A key factor in explicit vocabulary instruction is deciding which words to target. We certainly can’t teach every new word that students encounter, especially in an English class, where much of their assigned literature is studded with archaic words, allusions, and what the Medieval poet John Lydgate fondly refers to as “aureate” words. These would be words that, literally translated, have a “golden hue” to them—precious gems of words, glittering with their own rarity.

We need an overall game plan for vocabulary instruction. We need a master list, and that master list must consist of words worth knowing because our students will see them again and again in academic discourse. These are the words that tend to be at the core of content area reading and discussion, and their acquisition and use contributes to students’ proficiency in reading complex texts in a variety of content areas, as advocated by the Common Core State Standards.

  1. Generic Academic Vocabulary: These are words that your students will encounter frequently in academic discourse all day long, from all of their teachers in all of their subjects. Yet, these words may not yet be fully integrated into their existing vocabulary. A heavy majority of these words have a Latinate base; some have a Greek base.

    Words that indicate the requirements of a task—e.g. analyze, clarify, discuss, implement, refute...

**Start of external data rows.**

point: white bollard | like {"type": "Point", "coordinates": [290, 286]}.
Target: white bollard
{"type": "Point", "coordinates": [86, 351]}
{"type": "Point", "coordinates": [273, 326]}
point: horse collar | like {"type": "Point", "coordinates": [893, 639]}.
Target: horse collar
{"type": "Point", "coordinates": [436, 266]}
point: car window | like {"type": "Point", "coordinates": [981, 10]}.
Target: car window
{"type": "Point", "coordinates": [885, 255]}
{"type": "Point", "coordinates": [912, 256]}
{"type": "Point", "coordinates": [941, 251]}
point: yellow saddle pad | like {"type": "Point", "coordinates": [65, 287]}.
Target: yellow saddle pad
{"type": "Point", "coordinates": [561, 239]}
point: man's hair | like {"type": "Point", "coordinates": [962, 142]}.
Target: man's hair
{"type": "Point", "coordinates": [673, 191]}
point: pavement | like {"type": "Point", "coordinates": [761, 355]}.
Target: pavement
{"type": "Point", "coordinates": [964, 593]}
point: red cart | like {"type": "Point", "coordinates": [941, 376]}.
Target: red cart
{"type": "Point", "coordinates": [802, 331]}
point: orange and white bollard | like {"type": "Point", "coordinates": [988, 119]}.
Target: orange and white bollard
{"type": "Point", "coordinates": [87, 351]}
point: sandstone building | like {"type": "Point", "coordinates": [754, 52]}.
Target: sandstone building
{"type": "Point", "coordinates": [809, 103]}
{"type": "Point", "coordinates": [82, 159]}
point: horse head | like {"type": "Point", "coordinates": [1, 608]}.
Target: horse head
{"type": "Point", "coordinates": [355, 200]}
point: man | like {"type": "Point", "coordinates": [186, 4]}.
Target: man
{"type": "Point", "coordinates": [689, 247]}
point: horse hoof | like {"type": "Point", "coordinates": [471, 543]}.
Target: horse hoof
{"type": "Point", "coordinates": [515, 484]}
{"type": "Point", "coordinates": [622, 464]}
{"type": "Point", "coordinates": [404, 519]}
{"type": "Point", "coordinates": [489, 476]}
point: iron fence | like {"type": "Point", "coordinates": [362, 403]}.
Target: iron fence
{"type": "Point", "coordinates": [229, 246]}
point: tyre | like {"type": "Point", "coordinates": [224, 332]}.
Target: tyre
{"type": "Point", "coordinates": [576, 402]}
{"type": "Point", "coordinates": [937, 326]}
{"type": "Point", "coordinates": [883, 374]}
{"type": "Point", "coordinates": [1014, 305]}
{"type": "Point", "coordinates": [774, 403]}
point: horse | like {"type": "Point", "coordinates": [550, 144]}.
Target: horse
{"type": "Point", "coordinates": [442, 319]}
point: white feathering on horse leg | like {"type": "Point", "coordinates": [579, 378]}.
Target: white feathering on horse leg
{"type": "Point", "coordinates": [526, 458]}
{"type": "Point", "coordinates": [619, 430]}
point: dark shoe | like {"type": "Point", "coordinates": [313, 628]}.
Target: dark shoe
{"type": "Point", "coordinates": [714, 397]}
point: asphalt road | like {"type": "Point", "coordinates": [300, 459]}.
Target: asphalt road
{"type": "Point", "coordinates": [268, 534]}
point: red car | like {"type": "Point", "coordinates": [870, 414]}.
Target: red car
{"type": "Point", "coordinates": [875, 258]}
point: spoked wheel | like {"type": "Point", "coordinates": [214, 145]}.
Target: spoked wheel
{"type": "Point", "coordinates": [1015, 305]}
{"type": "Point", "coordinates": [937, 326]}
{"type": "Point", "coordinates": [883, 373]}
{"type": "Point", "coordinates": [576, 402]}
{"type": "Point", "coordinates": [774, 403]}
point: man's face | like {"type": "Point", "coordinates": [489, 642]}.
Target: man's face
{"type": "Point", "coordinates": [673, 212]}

    Words that establish relationships within units of information—e.g. accordingly, because of, even so, furthermore, likewise, whereas...

    Words about space and divisions of space—e.g. adjacent, dimension, orientation, proximity, scope...

    Words that are about how we think about a topic—e.g. acknowledge, imply, overarching, rudimentary, tentative...

    Words about organization—e.g. breakdown, complement, exclude, mainstream, set, unit...

    Words about ideas—e.g. abstract, conjecture, literal, perceive, thesis...

    Words about cause and effect—e.g. affect, contributing factor, interact, result, stimulate...

    Words about process—e.g. assemble, emergent, formulate, hinder, process, technique...

    Words about amounts and degrees—e.g. critical, maximum, negligible, substantive, volume...

    Words about time and order—e.g. chronological, index, previous, simultaneous, transient...

    Words about systems—e.g. aspect, core, establishment, integral, paradigm, trigger...

    Words about change and stability—e.g. accelerate, decrease, fluctuate, plateau, transform...

  2. Literary words: These are the sometimes-ornate, “precious gem” words that sparkle and glow in the special language of literary genres. Many of these words also have a Latinate base with a heavy French influence.
     
  3. Subject-specific words: These are the kinds of words that appear in subject area glossaries. Here is where you’ll find a lot of Greek-based word components.
     
  4. Interesting words: These are those wonderful “relish” words that you read in well-written newspaper articles and hear in fine oratory from the mouths of speakers whose language you admire. These are the words that attract you. You want to get to know them because of their beauty, specificity, moxie, verve and ability to do a job that might have taken you five words to do (and do less well).